This Wachovia episode is only getting more interesting. Before there is a resolution to this cat fight, I thought it would be worthwhile to point out the pros and cons of each outcome.
This deal is a no brainer for everyone but Citi;
- Wells Fargo is using private money to buy Wachovia, meaning no tax dollars necessary
- They will assume ALL of Wachovia’s operations, not just commercial banking
- Wachovia shareholders get $7 instead of $1 per share.
- The Citi deal requires the “good bank/bad bank” scenario, where they take only the good stuff, and leave the rest to the FDIC to take care of.

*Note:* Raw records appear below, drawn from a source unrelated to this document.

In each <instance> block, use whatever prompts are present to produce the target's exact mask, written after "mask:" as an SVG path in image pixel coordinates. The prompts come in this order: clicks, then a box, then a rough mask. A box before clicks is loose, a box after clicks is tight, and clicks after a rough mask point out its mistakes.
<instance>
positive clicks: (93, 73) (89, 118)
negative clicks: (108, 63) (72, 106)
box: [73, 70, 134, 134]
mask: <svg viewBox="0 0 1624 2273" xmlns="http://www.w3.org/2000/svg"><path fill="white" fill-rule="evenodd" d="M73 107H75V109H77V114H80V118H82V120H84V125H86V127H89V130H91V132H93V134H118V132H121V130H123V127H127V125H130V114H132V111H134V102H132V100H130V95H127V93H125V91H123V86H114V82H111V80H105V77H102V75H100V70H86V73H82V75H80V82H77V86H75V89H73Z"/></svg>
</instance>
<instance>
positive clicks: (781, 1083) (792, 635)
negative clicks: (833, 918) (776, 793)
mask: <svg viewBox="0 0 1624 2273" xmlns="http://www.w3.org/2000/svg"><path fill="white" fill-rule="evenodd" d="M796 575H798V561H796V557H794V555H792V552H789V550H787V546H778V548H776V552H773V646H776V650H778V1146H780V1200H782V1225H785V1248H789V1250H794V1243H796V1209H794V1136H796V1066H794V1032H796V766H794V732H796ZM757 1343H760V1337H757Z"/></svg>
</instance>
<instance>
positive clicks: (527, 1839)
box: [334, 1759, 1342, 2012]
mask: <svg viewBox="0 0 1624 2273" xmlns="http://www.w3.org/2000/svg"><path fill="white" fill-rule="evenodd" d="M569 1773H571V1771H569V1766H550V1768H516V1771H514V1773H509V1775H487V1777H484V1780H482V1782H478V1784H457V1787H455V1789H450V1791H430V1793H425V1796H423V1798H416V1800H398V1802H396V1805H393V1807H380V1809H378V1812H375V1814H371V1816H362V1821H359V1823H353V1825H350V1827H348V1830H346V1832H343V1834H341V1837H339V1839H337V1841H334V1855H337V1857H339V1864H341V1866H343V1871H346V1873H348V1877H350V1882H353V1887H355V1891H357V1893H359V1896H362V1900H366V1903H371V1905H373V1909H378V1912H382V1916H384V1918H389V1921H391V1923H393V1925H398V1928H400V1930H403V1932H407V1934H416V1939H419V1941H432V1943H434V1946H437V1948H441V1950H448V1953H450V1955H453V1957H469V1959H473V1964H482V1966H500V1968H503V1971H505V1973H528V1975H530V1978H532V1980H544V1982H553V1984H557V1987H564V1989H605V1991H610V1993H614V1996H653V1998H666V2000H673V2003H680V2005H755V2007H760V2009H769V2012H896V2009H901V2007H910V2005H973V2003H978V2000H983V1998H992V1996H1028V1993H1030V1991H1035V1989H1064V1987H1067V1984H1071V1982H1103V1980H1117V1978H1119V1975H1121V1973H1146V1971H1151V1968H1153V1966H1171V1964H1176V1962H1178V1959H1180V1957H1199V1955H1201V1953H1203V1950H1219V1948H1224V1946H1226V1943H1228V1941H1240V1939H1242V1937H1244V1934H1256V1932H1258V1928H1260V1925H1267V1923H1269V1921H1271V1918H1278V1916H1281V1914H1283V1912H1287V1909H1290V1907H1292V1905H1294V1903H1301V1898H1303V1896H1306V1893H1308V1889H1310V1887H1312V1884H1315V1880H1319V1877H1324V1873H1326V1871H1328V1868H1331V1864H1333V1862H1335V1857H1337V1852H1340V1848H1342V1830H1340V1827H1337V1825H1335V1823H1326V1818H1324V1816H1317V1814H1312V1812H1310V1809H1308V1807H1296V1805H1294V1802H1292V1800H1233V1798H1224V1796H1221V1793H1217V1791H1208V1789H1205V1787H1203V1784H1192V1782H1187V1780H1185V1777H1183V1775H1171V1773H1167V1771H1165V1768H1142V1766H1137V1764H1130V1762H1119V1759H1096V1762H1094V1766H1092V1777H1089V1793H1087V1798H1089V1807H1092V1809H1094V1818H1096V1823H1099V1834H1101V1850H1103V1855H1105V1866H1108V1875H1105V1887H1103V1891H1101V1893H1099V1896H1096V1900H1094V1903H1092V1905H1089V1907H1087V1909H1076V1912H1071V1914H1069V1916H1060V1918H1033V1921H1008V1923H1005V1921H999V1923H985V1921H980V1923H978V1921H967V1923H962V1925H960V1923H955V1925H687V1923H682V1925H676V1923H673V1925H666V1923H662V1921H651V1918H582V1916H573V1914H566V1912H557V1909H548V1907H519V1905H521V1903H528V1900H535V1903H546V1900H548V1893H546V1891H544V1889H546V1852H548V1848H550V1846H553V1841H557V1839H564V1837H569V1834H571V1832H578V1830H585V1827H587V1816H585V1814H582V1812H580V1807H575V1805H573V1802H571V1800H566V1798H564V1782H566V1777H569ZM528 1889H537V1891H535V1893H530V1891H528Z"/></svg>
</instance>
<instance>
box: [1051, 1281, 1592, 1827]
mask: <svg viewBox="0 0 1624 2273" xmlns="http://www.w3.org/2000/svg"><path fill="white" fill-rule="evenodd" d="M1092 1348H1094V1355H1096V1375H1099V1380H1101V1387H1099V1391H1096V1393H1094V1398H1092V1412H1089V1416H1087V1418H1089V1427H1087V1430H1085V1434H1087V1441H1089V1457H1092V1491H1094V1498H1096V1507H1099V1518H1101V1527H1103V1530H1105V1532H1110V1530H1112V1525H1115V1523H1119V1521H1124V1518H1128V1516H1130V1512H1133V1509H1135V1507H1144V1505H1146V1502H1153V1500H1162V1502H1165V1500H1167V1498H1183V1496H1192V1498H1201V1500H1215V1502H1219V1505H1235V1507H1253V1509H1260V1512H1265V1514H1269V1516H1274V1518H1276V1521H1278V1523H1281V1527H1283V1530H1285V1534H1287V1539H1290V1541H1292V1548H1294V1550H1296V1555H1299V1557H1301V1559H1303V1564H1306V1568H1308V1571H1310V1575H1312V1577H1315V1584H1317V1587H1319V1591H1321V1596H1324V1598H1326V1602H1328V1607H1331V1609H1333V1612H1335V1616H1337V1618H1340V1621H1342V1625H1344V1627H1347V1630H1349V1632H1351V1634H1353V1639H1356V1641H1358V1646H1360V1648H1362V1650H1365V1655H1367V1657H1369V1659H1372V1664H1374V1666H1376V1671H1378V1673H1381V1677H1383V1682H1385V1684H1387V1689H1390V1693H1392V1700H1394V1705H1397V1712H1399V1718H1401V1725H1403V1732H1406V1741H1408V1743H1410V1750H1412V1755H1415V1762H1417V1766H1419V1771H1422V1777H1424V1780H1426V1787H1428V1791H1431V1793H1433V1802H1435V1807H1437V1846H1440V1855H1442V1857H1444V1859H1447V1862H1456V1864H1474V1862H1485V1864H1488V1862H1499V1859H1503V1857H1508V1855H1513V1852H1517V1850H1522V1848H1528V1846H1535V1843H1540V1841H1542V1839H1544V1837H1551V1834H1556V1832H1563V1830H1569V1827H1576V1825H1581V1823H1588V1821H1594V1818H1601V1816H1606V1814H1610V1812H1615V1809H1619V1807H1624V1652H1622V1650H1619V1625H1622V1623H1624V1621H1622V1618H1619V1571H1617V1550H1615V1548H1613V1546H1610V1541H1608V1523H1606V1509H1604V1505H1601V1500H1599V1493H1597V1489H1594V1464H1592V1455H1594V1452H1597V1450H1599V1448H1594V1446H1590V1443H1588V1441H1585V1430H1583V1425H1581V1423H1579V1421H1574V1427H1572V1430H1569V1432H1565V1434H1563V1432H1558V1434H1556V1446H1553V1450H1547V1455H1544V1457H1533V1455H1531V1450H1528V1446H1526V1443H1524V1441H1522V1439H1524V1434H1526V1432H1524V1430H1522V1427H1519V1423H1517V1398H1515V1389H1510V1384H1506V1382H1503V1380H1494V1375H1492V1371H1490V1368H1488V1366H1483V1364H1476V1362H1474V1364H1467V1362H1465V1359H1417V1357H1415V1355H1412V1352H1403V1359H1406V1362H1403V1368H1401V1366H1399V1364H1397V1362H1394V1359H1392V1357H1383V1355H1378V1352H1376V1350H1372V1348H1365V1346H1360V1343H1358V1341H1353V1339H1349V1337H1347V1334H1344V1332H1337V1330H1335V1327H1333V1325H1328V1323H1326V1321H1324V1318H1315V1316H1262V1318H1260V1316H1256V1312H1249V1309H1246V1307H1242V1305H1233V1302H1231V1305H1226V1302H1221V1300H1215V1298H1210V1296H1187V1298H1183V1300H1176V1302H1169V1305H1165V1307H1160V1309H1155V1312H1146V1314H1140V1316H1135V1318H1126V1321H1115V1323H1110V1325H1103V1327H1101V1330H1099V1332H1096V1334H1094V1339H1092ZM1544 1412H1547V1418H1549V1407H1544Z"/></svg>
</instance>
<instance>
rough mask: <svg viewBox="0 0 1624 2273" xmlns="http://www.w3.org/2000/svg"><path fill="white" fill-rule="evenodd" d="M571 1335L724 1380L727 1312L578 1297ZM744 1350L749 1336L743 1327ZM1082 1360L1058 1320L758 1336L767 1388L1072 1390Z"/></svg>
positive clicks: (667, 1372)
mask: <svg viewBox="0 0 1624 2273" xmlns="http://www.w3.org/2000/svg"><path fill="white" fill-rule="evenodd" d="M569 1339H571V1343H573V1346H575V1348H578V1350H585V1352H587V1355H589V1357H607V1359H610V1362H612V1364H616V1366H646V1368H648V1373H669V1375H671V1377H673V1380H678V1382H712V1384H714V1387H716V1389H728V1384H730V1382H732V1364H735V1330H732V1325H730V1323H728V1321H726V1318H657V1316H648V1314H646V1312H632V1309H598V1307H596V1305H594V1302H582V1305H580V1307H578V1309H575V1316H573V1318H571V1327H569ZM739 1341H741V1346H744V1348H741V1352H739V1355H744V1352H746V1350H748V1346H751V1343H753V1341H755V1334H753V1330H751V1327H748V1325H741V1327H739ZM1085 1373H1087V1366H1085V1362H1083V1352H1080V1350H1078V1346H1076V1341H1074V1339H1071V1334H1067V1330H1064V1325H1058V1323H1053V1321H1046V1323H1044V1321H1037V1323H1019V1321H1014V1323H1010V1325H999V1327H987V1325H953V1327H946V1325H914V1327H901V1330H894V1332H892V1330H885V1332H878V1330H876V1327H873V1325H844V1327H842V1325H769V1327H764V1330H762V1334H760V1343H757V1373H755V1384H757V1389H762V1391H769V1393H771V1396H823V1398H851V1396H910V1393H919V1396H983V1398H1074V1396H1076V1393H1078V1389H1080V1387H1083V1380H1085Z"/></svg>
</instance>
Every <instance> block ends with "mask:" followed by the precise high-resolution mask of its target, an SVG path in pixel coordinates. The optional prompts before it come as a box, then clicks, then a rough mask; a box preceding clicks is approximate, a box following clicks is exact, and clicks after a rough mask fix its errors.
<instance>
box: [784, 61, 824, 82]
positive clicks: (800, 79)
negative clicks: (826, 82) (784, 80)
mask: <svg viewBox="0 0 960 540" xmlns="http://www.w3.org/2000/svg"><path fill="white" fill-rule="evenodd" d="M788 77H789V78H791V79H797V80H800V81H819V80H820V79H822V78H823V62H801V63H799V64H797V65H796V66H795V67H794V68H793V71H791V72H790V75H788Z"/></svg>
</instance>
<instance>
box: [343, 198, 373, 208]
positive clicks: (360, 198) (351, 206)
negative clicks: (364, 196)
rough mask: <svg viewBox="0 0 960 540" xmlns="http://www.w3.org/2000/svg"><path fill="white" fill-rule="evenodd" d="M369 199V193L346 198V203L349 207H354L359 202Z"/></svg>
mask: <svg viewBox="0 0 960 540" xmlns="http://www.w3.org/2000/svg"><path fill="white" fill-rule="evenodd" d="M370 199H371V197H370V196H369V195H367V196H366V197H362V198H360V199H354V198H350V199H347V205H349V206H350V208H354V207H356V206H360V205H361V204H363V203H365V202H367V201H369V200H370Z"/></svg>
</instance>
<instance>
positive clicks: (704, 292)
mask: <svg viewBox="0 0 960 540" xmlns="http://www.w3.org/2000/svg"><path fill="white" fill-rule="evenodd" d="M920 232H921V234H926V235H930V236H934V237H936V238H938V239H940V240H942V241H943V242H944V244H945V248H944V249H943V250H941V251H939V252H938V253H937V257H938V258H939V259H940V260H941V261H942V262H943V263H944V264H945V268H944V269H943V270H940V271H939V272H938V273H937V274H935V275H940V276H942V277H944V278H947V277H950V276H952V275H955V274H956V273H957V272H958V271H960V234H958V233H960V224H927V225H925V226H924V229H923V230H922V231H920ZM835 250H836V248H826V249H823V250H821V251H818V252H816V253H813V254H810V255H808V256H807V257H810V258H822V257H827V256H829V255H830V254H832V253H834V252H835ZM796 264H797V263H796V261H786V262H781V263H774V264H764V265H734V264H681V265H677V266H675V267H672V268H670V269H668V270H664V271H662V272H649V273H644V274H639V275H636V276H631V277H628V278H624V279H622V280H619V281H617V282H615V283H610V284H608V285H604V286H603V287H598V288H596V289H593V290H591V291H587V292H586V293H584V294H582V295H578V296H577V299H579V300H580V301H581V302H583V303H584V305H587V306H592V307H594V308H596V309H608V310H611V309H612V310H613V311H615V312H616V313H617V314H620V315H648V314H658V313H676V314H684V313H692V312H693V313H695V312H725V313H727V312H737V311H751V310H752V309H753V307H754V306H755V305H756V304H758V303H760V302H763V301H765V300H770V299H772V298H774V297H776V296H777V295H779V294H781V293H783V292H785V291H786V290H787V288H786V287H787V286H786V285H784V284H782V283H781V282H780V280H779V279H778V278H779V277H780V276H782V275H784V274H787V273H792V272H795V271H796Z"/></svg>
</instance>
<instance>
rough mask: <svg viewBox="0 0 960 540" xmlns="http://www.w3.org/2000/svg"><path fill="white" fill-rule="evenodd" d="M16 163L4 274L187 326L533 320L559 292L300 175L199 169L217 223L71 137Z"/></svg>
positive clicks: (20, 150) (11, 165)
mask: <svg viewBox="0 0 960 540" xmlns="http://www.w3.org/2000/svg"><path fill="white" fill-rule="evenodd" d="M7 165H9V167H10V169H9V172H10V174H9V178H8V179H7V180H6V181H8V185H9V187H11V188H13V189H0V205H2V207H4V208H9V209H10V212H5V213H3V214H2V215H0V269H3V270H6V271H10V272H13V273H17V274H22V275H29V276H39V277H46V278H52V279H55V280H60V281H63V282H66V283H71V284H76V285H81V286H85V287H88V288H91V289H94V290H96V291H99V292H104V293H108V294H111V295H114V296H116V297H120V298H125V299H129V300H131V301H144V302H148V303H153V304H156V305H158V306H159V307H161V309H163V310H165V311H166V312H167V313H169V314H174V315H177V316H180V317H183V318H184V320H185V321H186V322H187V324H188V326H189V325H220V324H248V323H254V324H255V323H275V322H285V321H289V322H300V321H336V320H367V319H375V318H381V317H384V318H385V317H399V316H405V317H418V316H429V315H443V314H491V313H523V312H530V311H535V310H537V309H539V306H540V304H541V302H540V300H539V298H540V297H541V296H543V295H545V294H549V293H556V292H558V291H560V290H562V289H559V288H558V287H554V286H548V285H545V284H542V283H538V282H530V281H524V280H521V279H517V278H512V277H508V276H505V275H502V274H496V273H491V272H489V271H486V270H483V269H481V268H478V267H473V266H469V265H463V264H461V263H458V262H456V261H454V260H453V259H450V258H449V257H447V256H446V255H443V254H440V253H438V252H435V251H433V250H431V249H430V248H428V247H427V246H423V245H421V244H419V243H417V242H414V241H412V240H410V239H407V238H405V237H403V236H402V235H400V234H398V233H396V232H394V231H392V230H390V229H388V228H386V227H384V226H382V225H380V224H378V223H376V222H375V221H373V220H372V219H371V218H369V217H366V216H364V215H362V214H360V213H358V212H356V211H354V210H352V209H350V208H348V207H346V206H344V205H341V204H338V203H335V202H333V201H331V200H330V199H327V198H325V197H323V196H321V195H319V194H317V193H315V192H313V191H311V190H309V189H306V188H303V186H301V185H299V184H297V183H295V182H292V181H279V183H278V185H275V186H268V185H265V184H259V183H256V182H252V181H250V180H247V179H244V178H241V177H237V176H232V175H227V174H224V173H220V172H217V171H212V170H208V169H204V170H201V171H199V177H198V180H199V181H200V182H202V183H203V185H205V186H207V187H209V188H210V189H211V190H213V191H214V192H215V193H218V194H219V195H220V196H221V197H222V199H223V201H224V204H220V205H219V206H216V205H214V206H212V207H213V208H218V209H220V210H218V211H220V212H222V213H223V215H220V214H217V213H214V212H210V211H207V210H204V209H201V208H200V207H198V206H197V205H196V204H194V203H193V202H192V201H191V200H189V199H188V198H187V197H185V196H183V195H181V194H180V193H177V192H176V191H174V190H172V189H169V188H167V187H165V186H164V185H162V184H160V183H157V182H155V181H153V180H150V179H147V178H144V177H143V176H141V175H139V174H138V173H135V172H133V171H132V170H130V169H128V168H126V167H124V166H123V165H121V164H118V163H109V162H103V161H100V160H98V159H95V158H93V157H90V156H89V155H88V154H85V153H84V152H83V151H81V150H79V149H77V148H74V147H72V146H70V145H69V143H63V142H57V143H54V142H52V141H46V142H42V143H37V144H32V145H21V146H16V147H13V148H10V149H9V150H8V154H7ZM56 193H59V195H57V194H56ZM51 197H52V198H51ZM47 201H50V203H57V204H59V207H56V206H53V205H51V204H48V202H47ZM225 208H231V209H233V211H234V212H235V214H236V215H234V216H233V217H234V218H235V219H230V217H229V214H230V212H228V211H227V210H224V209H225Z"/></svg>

The bad part of this outcome is placed solely on Citi; they said on Monday that cutting their dividend in half was an action to shore up capital for the Wachovia deal, but now without the acquisition, that argument is out the window. Also, before Wells Fargo came in with the $15 billion deal, there wasn’t any relative basis to say that Citi’s $2 billion offer was too low. Wall Street initially applauded Citi’s move to buy Wachovia, because it signaled that they had a strong enough balance sheet to be expanding in this environment. For a brief time, they were moving into the tranche of Wells Fargo, JP Morgan, and Bank of America (As told by the stock price hitting a 3 month high).
In short, we already know that Wells Fargo was in better shape than the pack; but we cannot prove that Citi, the only bank left with anything close to their astonishing $51 billion in write downs, is improving. The Wachovia deal provides them with an opportunity to signal to Wall Street that they will make it through this mess, and they will not need another loan from Abu Dhabi, or Prince Al-Waleed.
Considering all of this, maybe we are seeing resistance from the Federal Courts (besides the legal ramifications) because this is the only viable acquisition left on the table for Citi to make, and it would be able to offset any bad news to come.